The Allocation de solidarité aux personnes âgées (solidarity allowance for the elderly) (ASPA) is a French state pension for elderly people, whether former employees or not, on low incomes. It replaced the multiple components of the minimum pension (Minimum Vieillesse) from 1 January 2006. Existing recipients of the minimum pension are not automatically transferred to the ASPA, but may do so on request.

In its 2012 annual report, the Service d'Allocation de Solidarité aux Personnes Âgées (SASPA), managed by the Caisse des dépôts et consignations, counted 70,827 recipients of the ASPA on 31 December 2012 (against 71,490 in 2011).

==Eligibility==

To qualify for ASPA, the recipient must live in France or French territory, and meet age and financial need criteria.

===Lawful residence in France===

A French citizen must have their main residence on French territory. The allowance is suspended if the recipient moves to another country.
A foreign national must also meet at least one of these conditions:

- Have held for at least 10 years a residence permit allowing them to work;
- Have refugee status;
- Be stateless;
- Be eligible for protection subsidiaire (subsidiary protection, protection granted to persons who are not classed as refugees, but who still face specific threats in their own country);
- Have fought for France;
- Be a national of a member state of the European Economic Area or of Switzerland.

===Minimum age===

The recipient must be at least 65 years old, except in three special cases for which the criterion is reduced to the minimum legal age of retirement [5] :
- Be disabled by at least 50% and be recognized as permanently unfit for work;
- Be retired from work on the grounds of disability;
- Be a veteran or a prisoner of war.

===Financial need===

Assets taken into account include all earnings and property, pensions and disability and the disabled adult allowance (AAH). Family benefits, the allocation of social housing, and military pensions are not taken into account [6] . The annual income limit is adjusted on 1 April each year. [8] .

In 2020, the annual income limit is €10838.40 for a single person, and €16826.64 for a couple.

==Value==

The ASPA provides an income up to the annual income limit (currently €9,503.89 for a single person, and €14,755.32 for a couple), taking into account the above assets.
ASPA will be upgraded in 2014 as part of French pension reforms.
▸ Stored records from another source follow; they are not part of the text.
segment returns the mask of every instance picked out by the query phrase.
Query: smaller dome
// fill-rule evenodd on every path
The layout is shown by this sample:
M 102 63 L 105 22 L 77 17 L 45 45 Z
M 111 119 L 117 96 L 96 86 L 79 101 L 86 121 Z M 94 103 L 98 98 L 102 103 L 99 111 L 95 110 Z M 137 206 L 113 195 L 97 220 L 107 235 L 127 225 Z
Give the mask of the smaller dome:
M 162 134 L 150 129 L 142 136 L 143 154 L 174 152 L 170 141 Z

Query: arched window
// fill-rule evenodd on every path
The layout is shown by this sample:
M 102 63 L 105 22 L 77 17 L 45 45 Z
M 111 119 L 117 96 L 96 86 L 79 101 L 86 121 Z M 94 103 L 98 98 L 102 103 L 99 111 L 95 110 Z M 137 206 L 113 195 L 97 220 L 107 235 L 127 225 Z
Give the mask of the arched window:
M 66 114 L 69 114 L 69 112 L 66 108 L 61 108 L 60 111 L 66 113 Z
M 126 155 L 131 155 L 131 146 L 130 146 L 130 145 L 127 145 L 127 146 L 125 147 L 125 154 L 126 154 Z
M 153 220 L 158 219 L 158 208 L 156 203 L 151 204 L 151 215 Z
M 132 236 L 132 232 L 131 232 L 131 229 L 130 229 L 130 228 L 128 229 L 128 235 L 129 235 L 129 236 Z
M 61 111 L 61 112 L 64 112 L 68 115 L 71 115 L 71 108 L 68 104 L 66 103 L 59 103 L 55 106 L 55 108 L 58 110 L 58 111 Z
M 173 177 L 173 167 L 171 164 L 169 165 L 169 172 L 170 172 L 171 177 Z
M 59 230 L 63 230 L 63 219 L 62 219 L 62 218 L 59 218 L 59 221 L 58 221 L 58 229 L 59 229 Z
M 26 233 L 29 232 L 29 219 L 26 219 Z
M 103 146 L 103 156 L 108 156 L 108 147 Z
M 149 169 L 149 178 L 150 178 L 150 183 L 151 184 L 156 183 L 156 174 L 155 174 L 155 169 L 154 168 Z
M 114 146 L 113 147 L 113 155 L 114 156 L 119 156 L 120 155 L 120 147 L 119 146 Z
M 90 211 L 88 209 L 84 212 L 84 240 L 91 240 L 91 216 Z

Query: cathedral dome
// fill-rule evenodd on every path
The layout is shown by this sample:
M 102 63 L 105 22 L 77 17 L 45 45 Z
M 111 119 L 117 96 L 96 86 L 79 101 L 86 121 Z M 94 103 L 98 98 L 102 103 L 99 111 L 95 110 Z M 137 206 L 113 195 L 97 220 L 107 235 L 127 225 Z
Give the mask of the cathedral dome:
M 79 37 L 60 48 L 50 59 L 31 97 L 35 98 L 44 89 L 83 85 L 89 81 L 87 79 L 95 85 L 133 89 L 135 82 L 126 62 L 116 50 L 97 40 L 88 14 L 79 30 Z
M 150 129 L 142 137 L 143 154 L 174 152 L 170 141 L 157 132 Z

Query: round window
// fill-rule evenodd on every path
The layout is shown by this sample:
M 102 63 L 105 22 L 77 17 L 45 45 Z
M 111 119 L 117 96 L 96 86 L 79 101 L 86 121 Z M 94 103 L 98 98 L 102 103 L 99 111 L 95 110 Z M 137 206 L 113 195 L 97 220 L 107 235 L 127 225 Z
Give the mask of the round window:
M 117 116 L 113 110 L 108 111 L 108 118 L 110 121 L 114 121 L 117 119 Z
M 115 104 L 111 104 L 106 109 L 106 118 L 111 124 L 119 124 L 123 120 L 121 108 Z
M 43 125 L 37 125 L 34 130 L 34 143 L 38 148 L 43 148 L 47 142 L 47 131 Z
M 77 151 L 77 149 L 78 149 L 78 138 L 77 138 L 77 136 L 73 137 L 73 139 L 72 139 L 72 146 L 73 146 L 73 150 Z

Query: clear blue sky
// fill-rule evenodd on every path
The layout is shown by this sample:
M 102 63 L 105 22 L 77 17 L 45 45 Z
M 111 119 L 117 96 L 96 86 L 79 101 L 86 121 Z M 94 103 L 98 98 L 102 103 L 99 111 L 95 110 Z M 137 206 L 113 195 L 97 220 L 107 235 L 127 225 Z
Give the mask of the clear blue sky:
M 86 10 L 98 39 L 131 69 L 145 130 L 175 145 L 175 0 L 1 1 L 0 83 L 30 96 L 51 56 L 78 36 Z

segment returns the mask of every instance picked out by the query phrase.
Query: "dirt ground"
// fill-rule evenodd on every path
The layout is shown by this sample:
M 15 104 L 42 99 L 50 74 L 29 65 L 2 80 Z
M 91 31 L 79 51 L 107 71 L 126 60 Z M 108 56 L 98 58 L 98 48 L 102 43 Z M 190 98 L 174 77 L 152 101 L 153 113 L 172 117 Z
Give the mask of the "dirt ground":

The single person's annual income limit is expected to be increased to €9,600 in October 2014.

The ASPA is transferable and seizable in settlement of debts.

==Recovery==

ASPA is conceived of as an advance from the State rather than a grant, and payments can be reclaimed by the State after the person's death if their estate is worth more than €39,000. Reclaimed payments will not reduce the value of the estate to less than this amount. To prevent the recipient artificially reducing the value of their estate by making gifts or taking out life insurance, for example, these payments are included in the calculation of net assets.